= Norfleet Giddings Bone =

American architect

Norfleet Giddings Bone (August 12, 1892 – January 24, 1978) was a landscape architect and civil engineer whose career in the military and the private sector spanned nearly five decades.

==Biography==
He was born in Gainesville, Texas, but received his secondary education and first college degree in New Mexico. In 1911, he graduated from the preparatory department of the New Mexico College of Agriculture and Mechanic Arts (New Mexico A&M) in Mesilla Park. He continued on at New Mexico A&M and received a Bachelor of Science degree in civil engineering in 1915.

Bone served twice in the United States Army. He enlisted first in 1917 and was part of the First Aero Squadron based in New Mexico. Between 1917 and 1920 he served tours in England, France and Germany. He left military service in 1920 but rejoined in 1927 after having received a second Bachelor of Science degree (1923), this time in landscape architecture from Texas A&M University.

During his second enlistment, he served with the United States Army Air Corps based at Fort Sam Houston in San Antonio, Texas. While there, he was appointed the assistant to the Quartermaster General. During this enlistment, which ended in 1932, he also served as the Supervising Landscape Architect and Landscape Engineer at Randolph Air Force Base in San Antonio, and as a supervisor of landscape design at Barksdale Air Force Base in Shreveport, Louisiana.
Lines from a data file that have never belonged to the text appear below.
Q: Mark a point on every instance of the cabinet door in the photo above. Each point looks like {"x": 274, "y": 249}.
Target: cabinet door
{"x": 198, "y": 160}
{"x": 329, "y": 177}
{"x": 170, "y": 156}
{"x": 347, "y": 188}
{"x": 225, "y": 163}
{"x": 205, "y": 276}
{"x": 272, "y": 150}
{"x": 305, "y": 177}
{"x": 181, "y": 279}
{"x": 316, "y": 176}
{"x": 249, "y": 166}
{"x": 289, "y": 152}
Upon leaving the Army for a second time in 1932, Bone continued to work in the fields of landscape design and civil engineering for the National Park Service (NPS), the Army Corps of Engineers, and the Texas State Parks Board (now the Texas Parks and Wildlife Department). While with NPS, he was first assigned to work at Balmorhea State Park in Texas, but in 1936 became the acting superintendent for Bastrop State Park, also in Texas. His contributions at Bastrop included designs for a footbridge across Copperas Creek, as well as general landscape design and the landscaping around Smithville Dam at Copperas Creek.

Bone's work with the Army Corps of Engineers occurred during World War II, at which time he was charged with maintaining the landscaping of the flying fields at military bases in the San Antonio area. During the 1950s and early 1960s, he served at the Texas State Parks Board as the regional supervisor of the Austin, Dallas and Gainesville areas, retiring in 1963. He died in 1978, aged 85.